Silent Polyglot
Stephanie Rizaj’s multidisciplinary practice encompasses installation, sculpture, video and textile works, and draws on her reflections on identity, commodification, and belonging. In examining such issues in the context of our globalised present, she combines the quotidian with broader considerations of capitalist modes of production, creating material metaphors that reveal the complex interrelations between us and the world. A recurrent theme in her oeuvre is the subject of clothes and their production, circulation, and afterlife: the manner and location of garment assembly and sale, the process by which garments accrue value, and the subsequent loss of that value.
Silent Polyglot is a modular system that evokes the organisation of shelves found in fabric shops. Carpets, which have been rolled up, appear to levitate, adapting to the shape of bolts of fabric. Enlarged reproductions of labels taken from garments are attached to them like price tags. The labels are only visible from the reverse, where the threads of the woven logos form abstract colour compositions and company names turn into illegible patterns. These suspended objects alter the perception of the gallery and activate its spatial configuration. However, rather than transforming the space into a shop-like interior, they bring the concept of commodity fetishism into play, exploring how meaning and value become embedded in objects, thereby transforming them.
In a globalised production logistics environment, various stages of fabrication are geographically dispersed across continents. Product traverses multiple countries before acquiring their supposed national identity. The majority of clothing brands have relocated their manufacturing operations to regions that offer low production costs, irrespective of the conditions experienced by the workforce and the wages they receive. Yet, when the final visible stage of production – attaching the brand’s label – takes place in Europe, clothes can be tagged as European, signifying their association with quality and value. The clothing label with the brand name thus functions as a sign of origin suggesting national unity where, in reality, extended travels across countries have taken place.
The labels employed by Rizaj in her installation are sourced from second-hand garments that have already experienced a loss of their original price.
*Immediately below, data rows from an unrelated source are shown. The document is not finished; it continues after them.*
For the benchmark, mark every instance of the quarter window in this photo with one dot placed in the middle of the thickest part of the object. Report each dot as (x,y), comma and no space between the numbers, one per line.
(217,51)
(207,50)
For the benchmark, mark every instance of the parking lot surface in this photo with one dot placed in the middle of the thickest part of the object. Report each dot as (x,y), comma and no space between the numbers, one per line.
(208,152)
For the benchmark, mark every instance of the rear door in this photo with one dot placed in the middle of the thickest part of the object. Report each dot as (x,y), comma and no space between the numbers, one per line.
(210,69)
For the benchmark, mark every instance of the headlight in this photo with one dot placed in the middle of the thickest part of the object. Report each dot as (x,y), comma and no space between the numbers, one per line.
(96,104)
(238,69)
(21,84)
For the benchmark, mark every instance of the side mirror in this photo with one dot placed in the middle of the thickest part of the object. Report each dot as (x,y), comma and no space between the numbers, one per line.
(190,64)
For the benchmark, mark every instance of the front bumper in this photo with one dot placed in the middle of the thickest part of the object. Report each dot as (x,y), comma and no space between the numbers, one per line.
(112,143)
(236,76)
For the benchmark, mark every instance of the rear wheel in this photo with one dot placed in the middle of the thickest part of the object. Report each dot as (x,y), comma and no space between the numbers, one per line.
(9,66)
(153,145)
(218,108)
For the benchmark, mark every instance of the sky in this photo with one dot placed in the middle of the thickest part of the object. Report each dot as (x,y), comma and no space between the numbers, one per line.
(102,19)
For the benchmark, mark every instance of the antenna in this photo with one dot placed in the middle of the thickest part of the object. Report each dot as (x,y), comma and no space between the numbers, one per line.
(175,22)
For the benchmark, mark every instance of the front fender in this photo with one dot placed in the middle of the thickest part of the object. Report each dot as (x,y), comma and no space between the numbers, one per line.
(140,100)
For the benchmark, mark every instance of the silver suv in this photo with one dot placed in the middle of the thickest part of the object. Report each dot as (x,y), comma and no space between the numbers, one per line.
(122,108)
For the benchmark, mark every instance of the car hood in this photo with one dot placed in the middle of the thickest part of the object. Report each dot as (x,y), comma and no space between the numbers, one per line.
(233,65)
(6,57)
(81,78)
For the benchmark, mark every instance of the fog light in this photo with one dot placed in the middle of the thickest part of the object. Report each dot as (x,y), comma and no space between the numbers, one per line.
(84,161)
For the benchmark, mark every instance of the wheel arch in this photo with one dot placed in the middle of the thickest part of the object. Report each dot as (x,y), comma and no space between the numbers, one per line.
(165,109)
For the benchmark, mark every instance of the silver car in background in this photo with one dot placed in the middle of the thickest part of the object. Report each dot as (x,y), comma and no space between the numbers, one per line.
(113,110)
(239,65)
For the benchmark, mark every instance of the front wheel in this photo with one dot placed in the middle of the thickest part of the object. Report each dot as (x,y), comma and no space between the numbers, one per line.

The pieces that cannot be sold often end up in vast third-hand markets in Ghana or Nigeria, adding another geographical and economic shift to their history. These items do not disappear, but reappear elsewhere. In this respect, they are part of global movements – ‚silent polyglots’, carrying, like people, various languages, contexts and stories within them.
Their labels tell parts of these stories: perhaps manufactured in Bangladesh, processed in Europe, sold as luxury items, worn, given away, passed on. Products, akin to people, constitute components of extensive systems and infrastructures, production chains, and shifts. Concepts of origin, identity and the values attributed to them are presented as fixed, but actually they are nothing but fluid categorizations.
The image of fabrics floating in space and waiting to be transformed into garments represents this intrinsic interconnection. Each tag possesses a distinct quality in terms of its abstract pattern, highlighting and simultaneously concealing those aspects that lie beyond the surface.